The TDQ scores improved significantly only in the yoga group (14.06 ± 8.85 to 8.25 ± 5.19, p = 0.002). In contrast, patients in the control group had little improvement (p = 0.181) (Figure 2A) (bold black arrow). The baseline TDQ did not differ (p = 0.531). But the post-study TDQ was significantly lower (8.25 ± 5.19 vs. 14.63 ± 9.99, p = 0.028) in the yoga group (Figure 2A) (Dotted arrow).

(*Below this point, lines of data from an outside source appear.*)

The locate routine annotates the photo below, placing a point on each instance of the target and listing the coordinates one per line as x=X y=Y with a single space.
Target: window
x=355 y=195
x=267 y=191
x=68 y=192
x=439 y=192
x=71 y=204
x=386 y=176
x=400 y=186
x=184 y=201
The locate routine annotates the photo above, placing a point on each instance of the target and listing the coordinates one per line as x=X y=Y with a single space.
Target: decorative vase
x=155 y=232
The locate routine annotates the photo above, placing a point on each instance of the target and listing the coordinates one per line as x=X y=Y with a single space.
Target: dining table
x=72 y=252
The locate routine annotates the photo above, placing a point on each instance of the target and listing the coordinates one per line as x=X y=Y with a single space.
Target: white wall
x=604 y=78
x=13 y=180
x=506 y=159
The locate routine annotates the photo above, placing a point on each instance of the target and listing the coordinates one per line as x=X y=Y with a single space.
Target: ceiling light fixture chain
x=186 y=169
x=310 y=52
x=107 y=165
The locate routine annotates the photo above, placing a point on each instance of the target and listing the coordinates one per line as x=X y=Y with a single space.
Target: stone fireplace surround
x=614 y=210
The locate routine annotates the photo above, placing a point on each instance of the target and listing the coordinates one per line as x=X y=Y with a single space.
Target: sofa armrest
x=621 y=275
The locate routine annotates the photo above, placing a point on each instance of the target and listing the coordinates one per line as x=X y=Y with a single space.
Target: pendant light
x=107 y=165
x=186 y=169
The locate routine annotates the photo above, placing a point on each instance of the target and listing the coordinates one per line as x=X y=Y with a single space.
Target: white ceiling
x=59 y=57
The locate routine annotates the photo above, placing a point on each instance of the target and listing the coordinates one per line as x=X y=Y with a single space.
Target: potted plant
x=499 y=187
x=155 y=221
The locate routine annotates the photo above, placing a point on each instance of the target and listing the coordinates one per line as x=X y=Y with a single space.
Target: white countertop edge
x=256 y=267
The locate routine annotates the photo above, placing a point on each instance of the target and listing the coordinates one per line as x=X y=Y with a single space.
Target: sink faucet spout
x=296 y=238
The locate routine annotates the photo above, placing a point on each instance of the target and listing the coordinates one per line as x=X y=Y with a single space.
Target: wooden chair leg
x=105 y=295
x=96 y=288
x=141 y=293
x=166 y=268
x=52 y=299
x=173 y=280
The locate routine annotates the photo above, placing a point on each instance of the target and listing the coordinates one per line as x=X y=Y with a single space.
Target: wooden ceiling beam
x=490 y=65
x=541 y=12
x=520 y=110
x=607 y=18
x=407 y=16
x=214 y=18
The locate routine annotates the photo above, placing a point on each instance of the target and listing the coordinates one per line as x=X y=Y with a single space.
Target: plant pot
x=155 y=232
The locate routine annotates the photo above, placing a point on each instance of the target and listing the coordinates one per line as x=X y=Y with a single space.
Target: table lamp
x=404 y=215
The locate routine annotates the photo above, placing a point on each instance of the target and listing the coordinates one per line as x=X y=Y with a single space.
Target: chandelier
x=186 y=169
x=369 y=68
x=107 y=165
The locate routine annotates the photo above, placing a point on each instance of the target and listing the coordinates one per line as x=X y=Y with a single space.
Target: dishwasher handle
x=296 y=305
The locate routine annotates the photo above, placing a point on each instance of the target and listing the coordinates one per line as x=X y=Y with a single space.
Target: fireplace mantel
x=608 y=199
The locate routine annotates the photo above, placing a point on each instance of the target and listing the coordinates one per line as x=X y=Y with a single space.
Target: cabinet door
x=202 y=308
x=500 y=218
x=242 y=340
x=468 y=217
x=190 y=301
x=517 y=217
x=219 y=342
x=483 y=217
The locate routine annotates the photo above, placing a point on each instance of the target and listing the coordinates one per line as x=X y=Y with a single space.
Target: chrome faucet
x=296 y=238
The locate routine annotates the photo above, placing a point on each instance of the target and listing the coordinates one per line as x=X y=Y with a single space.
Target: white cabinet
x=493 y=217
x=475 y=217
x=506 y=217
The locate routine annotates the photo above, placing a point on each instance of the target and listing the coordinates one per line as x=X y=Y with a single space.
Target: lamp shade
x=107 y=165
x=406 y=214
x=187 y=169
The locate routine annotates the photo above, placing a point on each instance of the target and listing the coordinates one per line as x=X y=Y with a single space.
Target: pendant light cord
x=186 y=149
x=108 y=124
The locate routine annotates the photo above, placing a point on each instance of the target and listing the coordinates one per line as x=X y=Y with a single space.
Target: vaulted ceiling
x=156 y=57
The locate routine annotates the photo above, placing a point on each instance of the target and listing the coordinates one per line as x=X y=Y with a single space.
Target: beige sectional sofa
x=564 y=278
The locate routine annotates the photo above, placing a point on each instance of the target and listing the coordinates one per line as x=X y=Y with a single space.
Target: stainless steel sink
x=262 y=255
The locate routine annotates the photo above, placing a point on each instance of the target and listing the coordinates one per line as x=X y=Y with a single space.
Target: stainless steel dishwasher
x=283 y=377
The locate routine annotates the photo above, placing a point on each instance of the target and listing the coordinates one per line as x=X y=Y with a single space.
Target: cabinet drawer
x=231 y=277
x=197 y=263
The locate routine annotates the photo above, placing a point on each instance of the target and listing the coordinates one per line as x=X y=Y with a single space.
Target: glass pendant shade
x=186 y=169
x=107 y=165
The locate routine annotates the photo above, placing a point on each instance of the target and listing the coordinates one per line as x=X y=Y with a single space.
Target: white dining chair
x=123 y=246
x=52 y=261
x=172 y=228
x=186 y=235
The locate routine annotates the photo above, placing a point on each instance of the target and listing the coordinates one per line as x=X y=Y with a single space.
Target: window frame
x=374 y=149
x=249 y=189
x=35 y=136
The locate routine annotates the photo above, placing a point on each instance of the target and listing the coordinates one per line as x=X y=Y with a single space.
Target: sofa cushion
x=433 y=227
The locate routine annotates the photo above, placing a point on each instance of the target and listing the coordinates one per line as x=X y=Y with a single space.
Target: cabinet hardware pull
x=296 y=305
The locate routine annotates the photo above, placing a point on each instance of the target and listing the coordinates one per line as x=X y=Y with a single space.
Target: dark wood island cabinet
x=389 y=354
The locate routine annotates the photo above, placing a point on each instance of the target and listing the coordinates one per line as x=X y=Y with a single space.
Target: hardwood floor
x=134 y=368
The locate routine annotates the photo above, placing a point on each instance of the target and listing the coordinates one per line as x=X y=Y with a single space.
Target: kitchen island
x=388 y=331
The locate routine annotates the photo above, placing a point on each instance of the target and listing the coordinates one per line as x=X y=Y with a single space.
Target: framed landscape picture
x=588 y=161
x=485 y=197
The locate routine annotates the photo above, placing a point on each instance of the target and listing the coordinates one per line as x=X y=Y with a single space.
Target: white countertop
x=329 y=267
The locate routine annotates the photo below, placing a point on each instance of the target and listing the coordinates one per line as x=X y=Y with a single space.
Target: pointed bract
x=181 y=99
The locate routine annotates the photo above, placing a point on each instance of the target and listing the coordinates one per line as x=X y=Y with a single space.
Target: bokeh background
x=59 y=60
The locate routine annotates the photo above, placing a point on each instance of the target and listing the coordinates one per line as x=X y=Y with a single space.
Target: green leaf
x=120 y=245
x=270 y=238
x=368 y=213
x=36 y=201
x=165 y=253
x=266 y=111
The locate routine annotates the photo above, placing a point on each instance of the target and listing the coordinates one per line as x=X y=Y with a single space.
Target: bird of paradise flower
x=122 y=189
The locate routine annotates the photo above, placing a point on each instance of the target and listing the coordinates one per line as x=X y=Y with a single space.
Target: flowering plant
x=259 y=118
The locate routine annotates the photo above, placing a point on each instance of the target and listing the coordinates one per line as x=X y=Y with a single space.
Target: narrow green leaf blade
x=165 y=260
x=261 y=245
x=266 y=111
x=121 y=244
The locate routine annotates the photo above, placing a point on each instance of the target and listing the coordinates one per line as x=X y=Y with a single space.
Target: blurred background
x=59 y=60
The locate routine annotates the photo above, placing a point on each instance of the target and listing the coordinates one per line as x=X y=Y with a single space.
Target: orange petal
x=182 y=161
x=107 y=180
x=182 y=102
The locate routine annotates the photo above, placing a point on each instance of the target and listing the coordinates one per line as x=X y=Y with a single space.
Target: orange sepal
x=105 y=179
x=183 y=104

Both groups showed improvement in balance. The BBS score increased from 48.56 ± 4.42 to 51.13 ± 4.25 (p < 0.001) in the yoga group, while from 41.47 ± 8.01 to 42.79 ± 7.85 (p = 0.001) (Figure 2B) for the control group. (Bold black arrows) Although the pre- and post-study BBS scores in the yoga group were higher (dotted arrows), the improvement in the yoga group is also significantly larger than that of the control group (2.56 ± 1.96 vs. 1.31 ± 1.45, p = 0.029) (Table 1) (Figure 2B) (screwed dotted arrow).

3.2. Subgroup Analysis

The experiment group and control group were combined and divided by gender (female vs. male), brain lesion side (left vs. right) and age (age <60 vs. 60 or more) sequentially to see how these factors affected the result of rehabilitation (Table 2).

3.2.1. Gender

The mean age and the duration since stroke did not statistically differ by sex (Table 1). The TDQ scores improved after the study in both men and women. The TDQ scores dropped (improved) from 16.73 ± 9.18 to 12.93 ± 8.10 (p = 0.020) for women and from 14.10 ± 10.51 to 8.10 ± 9.16 (p = 0.027) for men (Figure 3A) (bold black arrow). For balance, the BBS score among all women improved from 44.60 ± 8.16 to 45.73 ± 8.53 (p = 0.009) and from 44.80 ± 7.08 to 47.25 ± 7.05 among men (p < 0.001) (Figure 3B). Thus, rehabilitation was effective despite sex. However, significantly greater improvement in BBS was observed in men (p = 0.029) (Figure 3B) (screwed dotted arrow). Balance among men seems to benefit more than that of women.

3.2.2. Brain Lesion Side

Further analysis of the stroke site in the brain is shown in Table 2 and illustrated in Figure 3B. For depression, patients with left-sided brain lesions showed significant improvement (TDQ scores decreased from 13.47 ± 9.28 to 8.94 ± 5.68, p = 0.006) (Figure 3C) (bold black arrow). In contrast, patients with right-sided brain lesions showed no significant improvement in TDQ (p = 0.076) (Figure 3C).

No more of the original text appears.